The filter uses two complementary paths. Similarity Path for FP/GP: the augmented view \(\bm{X}'\) and a reference image are concatenated into a composite image \(\bm{X}'_{cat}\), passed through the teacher, and evaluated via a joint threshold \(\tau_{\text{fp-gp}}\)—tokens are marked spurious if they are "excessively similar to any token in the composite image (GP)" or "too similar to the reference image (FP)." Attention Flow Path for AH: since AH anomalies arise from pairwise interactions, cosine similarity fails. Instead, the authors use cross-layer attention flow. The hijack score is defined as the average attention inflow a token receives: \(h_j=\frac{1}{L}\sum_l\sum_i \bm{A}^l[i,j]\), where \(\bm{A}^l=\mathrm{softmax}(\bm{Q}^l{\bm{K}^l}^\top/\sqrt{d})\). A small \(h_j\) indicates the token is rarely treated as a meaningful information source; an adaptive threshold using mean and variance identifies them: \(\Gamma_{\text{ah}}=\{i\mid h_i\le\mu_h+\tau_{\text{ah}}\sigma_h\}\). The final set is \(\Gamma_{\text{spu}}=\Gamma_{\text{fg-gp}}\cup\Gamma_{\text{ah}}\), and its complement is the regular set \(\Gamma_{\text{regu}}\).

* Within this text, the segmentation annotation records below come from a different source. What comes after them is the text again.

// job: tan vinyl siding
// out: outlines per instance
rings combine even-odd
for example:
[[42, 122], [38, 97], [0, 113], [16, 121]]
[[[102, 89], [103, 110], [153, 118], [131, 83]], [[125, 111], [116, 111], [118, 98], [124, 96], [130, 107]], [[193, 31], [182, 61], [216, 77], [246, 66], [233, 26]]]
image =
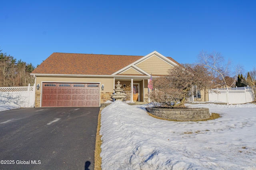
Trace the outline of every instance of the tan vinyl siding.
[[[113, 78], [93, 78], [93, 77], [66, 77], [66, 76], [36, 76], [36, 84], [40, 85], [39, 90], [36, 91], [35, 106], [40, 106], [40, 101], [41, 100], [41, 92], [42, 89], [42, 82], [71, 82], [71, 83], [97, 83], [100, 84], [100, 94], [102, 93], [108, 94], [112, 94], [113, 92]], [[101, 90], [101, 85], [104, 84], [104, 90]], [[101, 100], [101, 103], [103, 102]]]
[[172, 67], [155, 56], [136, 66], [149, 74], [157, 75], [166, 75], [168, 70]]
[[121, 73], [121, 74], [141, 74], [139, 72], [138, 72], [134, 69], [132, 68], [130, 68], [129, 70], [128, 70], [126, 71], [122, 72], [122, 73]]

3. Contrastive Register: Explicitly Driving Spurious Signals to Discardable Regions

Prior register methods (like DVT) passively append register tokens, hoping they absorb anomalies. However, VLM spurious signals are so pervasive that unconstrained registers are quickly overwhelmed. UniRefiner's core insight is providing an explicit learning objective. First, Register Bias Injection appends Gaussian noise patches around the input image, expanding the feature map from \(H\times W\) to \((H+2N_{reg})\times(W+2N_{reg})\), where \(N_{reg}=\lceil \min(W,H)/r_{reg}\rceil\). This is flexible across resolutions and prevents register collapse. Then, Bidirectional Alignment via Contrastive Distillation is performed: image regions \(\bm{Z}\) and register regions \(\bm{Z}_{reg}\) are extracted from the student. ROI-Align extracts features \(\bm{Z}_{\bm{X}'}^{\text{roi}}\) aligned with the cropped views. Image tokens are aligned to the teacher's regular tokens (preserving spatial semantics), while register tokens are aligned to the most similar spurious teacher tokens (collecting impurities).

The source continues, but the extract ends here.